Advanced filter popover
The filter icon button inside the search bar opens a popover with detailed filter and sort options. When any non-search filter is active, a small green dot badge appears on the filter icon.
| Category | Options |
|---|---|
| Sort by | Date created, Recently updated, Alphabetical, Custom order |
| Group by type | Toggle on/off (groups worktrees by branch type prefix) |
| Status | Active, Dirty (uncommitted changes), Stale, Idle |
| Branch Type | Feature, Bugfix, Refactor, Chore, Docs, Test, Release, CI, Deps, Perf, Style, WIP, Main, Detached, Other |
| GitHub | Has Issue, Has PR, PR Open, PR Merged, PR Closed |
| Sessions | Has Terminals, Working, Running, Waiting, Completed |
| Activity | Last 15 min, 1 h, 24 h, 7 days |
The "Custom order" sort option is hidden when "Group by type" is enabled. A "Clear all filters" button appears at the bottom of the popover when any filter is active.
Visual Hierarchy
When you have many worktrees open, Canopy dims idle and stale cards to keep active work visually prominent. This muting reduces the visual weight of cards that do not currently need your attention.

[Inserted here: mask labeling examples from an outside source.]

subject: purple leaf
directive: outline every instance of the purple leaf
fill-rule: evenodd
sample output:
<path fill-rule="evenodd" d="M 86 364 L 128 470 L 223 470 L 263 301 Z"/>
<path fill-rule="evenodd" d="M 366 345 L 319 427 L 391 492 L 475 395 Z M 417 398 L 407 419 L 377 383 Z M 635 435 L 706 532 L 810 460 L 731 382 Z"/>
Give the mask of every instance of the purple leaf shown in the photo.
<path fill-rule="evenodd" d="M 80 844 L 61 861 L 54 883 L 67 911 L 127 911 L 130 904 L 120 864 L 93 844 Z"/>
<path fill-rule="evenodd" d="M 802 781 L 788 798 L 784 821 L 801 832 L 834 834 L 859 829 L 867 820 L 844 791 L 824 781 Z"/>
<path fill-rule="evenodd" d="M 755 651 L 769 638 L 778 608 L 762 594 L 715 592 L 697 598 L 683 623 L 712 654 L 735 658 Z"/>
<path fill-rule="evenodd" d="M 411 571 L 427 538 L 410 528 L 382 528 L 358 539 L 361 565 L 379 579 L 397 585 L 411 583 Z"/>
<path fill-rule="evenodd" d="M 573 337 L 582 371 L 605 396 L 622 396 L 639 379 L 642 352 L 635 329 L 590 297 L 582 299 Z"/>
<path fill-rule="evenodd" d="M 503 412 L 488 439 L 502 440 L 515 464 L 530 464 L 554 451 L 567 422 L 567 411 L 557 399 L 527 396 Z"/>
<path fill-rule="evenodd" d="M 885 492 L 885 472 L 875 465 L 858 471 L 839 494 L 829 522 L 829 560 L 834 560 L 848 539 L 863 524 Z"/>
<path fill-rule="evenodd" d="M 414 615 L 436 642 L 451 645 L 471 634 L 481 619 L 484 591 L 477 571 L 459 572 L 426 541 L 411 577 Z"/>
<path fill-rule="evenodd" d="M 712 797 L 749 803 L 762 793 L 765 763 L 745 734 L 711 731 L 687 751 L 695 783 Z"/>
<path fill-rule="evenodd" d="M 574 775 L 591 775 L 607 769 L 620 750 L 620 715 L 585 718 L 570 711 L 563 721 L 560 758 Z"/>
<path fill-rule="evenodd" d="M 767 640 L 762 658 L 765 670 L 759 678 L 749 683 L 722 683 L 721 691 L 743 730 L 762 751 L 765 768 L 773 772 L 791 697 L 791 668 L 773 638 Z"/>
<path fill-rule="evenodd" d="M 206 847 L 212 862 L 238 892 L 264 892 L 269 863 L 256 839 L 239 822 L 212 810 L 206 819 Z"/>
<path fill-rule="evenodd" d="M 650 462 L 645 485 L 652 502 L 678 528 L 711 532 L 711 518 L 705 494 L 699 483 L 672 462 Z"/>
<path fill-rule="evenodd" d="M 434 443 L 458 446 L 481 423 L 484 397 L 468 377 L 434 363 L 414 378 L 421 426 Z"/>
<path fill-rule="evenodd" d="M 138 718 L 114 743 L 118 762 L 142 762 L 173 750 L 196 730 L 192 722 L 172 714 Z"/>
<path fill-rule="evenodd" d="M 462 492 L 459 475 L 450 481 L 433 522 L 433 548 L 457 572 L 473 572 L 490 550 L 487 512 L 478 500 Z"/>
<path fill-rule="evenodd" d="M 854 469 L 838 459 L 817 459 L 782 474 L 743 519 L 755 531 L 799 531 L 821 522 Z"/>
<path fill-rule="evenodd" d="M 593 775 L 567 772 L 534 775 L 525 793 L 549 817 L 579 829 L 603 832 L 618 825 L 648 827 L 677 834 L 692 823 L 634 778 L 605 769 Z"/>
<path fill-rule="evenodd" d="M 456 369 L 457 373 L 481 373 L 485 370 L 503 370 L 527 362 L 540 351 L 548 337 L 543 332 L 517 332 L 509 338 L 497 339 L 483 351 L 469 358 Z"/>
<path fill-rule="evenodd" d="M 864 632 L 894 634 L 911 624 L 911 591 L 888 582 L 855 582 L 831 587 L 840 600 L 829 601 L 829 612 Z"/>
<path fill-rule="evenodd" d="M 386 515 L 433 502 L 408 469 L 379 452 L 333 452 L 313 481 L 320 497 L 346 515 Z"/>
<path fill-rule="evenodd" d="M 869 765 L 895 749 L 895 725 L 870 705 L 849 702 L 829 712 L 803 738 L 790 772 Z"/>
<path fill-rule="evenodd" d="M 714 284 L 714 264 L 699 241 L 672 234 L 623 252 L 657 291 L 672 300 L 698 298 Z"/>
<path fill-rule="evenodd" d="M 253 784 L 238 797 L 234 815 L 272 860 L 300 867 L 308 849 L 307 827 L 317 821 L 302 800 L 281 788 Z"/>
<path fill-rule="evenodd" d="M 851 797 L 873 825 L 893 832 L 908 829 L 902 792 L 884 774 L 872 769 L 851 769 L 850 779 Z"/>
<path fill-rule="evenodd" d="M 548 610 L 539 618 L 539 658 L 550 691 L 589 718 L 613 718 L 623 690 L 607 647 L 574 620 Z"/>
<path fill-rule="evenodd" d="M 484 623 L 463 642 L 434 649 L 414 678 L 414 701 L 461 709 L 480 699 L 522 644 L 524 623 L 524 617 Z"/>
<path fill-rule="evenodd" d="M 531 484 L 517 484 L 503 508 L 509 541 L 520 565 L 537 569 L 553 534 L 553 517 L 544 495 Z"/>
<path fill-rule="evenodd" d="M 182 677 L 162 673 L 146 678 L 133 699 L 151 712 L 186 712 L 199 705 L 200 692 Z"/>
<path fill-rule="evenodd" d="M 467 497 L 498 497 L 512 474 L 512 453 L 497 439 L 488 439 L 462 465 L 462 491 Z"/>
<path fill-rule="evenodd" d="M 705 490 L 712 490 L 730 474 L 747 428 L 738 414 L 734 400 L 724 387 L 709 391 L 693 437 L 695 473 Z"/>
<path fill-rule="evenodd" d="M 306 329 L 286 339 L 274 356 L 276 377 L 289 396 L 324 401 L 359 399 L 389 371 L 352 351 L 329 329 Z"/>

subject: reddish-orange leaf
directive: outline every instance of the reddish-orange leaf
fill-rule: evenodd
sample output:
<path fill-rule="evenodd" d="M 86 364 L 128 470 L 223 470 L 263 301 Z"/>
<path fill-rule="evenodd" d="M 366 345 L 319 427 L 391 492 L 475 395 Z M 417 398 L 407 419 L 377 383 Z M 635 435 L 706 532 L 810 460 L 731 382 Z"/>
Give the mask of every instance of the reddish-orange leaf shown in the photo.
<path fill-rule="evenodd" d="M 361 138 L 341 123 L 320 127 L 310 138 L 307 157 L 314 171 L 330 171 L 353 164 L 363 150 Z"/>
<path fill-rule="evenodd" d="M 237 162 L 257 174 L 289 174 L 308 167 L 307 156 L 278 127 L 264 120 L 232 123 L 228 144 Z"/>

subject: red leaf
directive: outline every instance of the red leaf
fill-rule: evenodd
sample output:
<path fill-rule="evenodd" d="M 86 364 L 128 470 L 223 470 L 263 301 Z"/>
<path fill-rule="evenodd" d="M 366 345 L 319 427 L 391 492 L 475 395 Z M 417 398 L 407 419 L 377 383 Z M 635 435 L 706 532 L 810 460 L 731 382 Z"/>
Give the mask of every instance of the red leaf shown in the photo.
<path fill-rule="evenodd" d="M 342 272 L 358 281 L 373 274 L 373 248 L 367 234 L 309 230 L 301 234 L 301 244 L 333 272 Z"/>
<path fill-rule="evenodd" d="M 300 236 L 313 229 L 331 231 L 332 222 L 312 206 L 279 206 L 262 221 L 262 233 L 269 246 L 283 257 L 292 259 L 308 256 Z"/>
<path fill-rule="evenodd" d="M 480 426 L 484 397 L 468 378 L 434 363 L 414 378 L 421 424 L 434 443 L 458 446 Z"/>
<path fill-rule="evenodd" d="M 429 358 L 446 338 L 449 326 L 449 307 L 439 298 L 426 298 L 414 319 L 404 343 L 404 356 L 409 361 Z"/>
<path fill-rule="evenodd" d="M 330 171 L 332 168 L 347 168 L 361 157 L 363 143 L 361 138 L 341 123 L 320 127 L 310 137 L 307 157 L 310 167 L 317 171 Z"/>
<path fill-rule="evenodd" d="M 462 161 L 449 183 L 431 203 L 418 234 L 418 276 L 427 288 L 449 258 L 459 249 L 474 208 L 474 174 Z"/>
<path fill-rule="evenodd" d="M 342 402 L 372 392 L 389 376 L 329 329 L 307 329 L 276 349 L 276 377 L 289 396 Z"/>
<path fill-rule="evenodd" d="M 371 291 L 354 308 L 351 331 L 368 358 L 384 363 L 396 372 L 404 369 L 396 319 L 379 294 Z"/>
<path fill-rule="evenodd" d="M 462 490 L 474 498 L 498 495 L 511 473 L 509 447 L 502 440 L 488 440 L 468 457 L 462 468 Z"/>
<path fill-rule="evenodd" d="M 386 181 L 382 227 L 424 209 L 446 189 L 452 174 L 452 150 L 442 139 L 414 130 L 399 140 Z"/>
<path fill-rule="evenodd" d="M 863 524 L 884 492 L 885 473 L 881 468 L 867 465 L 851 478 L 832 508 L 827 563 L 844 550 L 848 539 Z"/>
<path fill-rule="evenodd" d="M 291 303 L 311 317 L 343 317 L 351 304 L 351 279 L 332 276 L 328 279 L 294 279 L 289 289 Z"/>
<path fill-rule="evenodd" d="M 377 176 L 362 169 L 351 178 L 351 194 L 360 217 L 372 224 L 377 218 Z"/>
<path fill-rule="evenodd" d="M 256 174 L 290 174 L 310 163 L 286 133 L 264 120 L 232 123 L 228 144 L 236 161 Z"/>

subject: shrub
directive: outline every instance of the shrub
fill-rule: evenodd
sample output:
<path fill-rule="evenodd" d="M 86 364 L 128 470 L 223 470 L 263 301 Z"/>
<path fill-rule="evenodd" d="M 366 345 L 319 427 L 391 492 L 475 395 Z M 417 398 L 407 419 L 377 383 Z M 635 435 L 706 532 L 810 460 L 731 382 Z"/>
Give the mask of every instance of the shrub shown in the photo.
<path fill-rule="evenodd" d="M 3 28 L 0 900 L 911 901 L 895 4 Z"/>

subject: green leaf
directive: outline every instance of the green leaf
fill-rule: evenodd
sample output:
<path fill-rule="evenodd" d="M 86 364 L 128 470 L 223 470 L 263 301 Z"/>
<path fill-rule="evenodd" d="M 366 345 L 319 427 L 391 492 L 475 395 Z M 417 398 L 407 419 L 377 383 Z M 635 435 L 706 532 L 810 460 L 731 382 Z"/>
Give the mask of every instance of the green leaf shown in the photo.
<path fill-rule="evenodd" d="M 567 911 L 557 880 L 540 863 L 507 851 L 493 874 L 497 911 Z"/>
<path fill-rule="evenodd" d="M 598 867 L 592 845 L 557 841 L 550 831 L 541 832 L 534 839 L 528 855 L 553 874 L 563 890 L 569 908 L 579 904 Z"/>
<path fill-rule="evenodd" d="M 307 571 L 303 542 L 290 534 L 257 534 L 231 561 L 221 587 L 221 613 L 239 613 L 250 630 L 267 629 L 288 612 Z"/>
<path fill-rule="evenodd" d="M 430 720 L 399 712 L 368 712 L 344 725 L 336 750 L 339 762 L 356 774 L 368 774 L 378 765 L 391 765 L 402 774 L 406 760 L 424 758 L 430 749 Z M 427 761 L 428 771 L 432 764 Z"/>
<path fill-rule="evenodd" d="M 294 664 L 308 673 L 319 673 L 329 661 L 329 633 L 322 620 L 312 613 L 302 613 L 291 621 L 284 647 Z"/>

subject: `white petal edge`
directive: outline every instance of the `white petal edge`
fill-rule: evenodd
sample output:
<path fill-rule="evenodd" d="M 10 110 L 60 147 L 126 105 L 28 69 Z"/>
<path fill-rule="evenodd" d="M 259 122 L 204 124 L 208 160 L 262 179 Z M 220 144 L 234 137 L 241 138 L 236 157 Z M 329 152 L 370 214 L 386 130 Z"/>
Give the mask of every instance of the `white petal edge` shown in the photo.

A card is muted when it is idle or stale, has no waiting agents, is not the currently selected worktree, and is not being hovered or focused. Muted cards use a dimmer text color for branch names and other labels.
The key exception: any card with a waiting agent is never muted, even if the worktree is otherwise idle or stale. Waiting demands your attention, so these cards always render at full visual weight. The currently selected card and any card you hover over are also never muted.